Membaca judul ini, sebagai pembaca yang belum mengetahui informasi teraktual, hal pertama yang terbersit adalah “Terus, kalau harus tidur di masjid kenapa? Bukankah itu tanggungjawab mereka?” Bagi saya sendiri, kasarnya judul ini sebagai salah satu cara PLN untuk mencari perhatian masyarakat dengan menjelaskan pengorbanan yang mereka lakukan.
Usut punya usut, tulisan ini menjelaskan mengenai integritas pegawai PLN terhadap masyarakat. Bahkan kisah perjuangan para relawan yang sebenarnya di dalam tulisan ini pun tidak begitu diulas, hal yang paling penting untuk di up adalah bagaimana caranya agar gelap bisa terusir dan masyarakat bisa menikmati kembali cahaya.
Ketika saya sendiri masih sibuk mencari pilihan judul yang mungkin lebih tepat untuk menggantikan judul tersebut (setidaknya menurut saya) sembari mendengarkan penjelasan Beliau, kesibukan benak saya sirna saat itu juga setelah mendengarkan kisah yang sebenarnya. Tidak pelak kisah yang disampaikan oleh Beliau mendapatkan sambutan tepuk tangan yang meriah dari Kompasianer dan juri di ruang Teuku Umar.
Setelah dipaparkan panjang lebar, saya sendiri setuju dengan pemilihan judul tersebut. Sudah selayaknya masyarakat mengetahui bagaimana perjuangan PLN untuk melayani. Dengan demikian masyarakat tidak begitu enteng untuk mengeluarkan komentar pedas saat listrik padam.
Integritas yang dikisahkan juga mendapat apresiasi dari Bapak Made.

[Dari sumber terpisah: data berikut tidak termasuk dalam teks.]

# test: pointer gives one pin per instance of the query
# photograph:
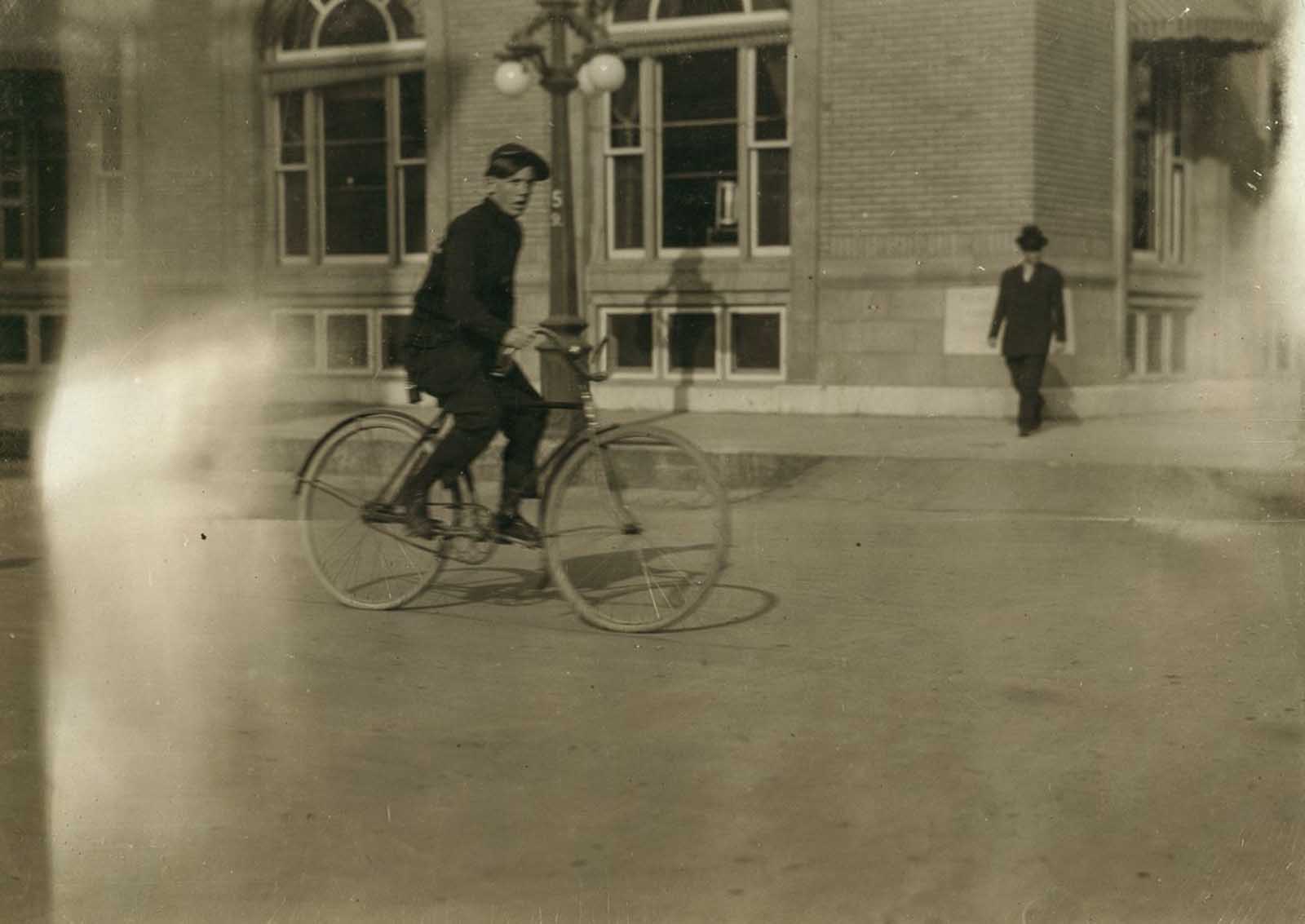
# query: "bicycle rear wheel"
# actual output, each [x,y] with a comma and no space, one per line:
[637,530]
[352,535]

Menurut Beliau kualitas PLN saat ini sudah lebih baik dari sebeluimnya, sehingga bisa sedikit “tebar pesona” namun tetap menjaga integritas tersebut.

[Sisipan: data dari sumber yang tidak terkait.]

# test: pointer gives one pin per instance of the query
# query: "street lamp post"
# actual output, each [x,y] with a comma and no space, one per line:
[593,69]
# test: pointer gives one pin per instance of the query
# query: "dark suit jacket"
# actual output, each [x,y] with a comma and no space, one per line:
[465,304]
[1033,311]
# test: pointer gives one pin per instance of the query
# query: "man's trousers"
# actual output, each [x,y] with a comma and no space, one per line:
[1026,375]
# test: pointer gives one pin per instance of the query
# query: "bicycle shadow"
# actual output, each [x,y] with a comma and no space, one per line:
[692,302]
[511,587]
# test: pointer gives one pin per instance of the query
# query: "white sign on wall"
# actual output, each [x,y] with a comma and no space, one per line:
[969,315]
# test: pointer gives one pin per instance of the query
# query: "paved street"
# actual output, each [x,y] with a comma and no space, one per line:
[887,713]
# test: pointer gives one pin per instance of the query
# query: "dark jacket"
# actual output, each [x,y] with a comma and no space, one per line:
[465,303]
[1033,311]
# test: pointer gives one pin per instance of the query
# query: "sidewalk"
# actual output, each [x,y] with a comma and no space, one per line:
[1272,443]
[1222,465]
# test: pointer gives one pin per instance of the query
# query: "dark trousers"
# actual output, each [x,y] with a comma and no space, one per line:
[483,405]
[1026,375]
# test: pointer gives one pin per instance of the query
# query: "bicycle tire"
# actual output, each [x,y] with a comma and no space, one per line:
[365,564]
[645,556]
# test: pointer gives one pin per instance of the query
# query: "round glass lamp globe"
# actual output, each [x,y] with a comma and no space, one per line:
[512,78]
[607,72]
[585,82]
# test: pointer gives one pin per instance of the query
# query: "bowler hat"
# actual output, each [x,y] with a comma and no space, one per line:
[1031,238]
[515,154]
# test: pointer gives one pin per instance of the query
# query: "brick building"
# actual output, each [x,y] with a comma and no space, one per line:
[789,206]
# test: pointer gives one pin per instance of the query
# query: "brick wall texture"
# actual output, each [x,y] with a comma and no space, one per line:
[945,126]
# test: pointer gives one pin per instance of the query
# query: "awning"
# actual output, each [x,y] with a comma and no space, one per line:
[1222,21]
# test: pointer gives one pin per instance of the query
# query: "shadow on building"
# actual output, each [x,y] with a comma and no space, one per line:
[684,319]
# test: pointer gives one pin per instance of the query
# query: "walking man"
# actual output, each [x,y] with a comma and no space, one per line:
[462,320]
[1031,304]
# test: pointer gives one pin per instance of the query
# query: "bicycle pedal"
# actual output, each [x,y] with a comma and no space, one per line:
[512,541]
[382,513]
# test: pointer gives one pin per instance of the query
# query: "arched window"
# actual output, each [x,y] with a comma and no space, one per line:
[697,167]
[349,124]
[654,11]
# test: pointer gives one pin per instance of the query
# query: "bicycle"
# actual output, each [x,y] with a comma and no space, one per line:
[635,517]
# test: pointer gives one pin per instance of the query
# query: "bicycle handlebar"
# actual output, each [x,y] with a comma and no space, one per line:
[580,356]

Saat ditanya pertanyaan yang sama oleh Mas Isjet mengenai menghilangkan slogan yang beredar di masyarakat, beliau memiliki jawaban yang sama dengan Bapak Bayu, yaitu memberi tahu publik tentang fakta teraktual di lapangan dan tidak berhenti untuk melayani. Konsep menulis selama ini yang menurutnya seperti kebakaran jenggot berubah drastis dengan ilmu yang diterima Beliau selama magang.
Walau mendapatkan apresiasi mengenai tulisan Beliau yang sudah tayang di Kompasiana dari Juri Kompasiana, Bapak Mustaf juga mendapatkan masukan membangun mengenai penulisan opini dari orang yang sama. Hal ini juga berlaku dan dapat diterapkan oleh Kompasianer yang sedang belajar menulis opini termasuk saya sendiri. Hindari memaparkan apa yang tengah terjadi di lapangan, siasati dengan menjelaskan rencana dan progress ke depan.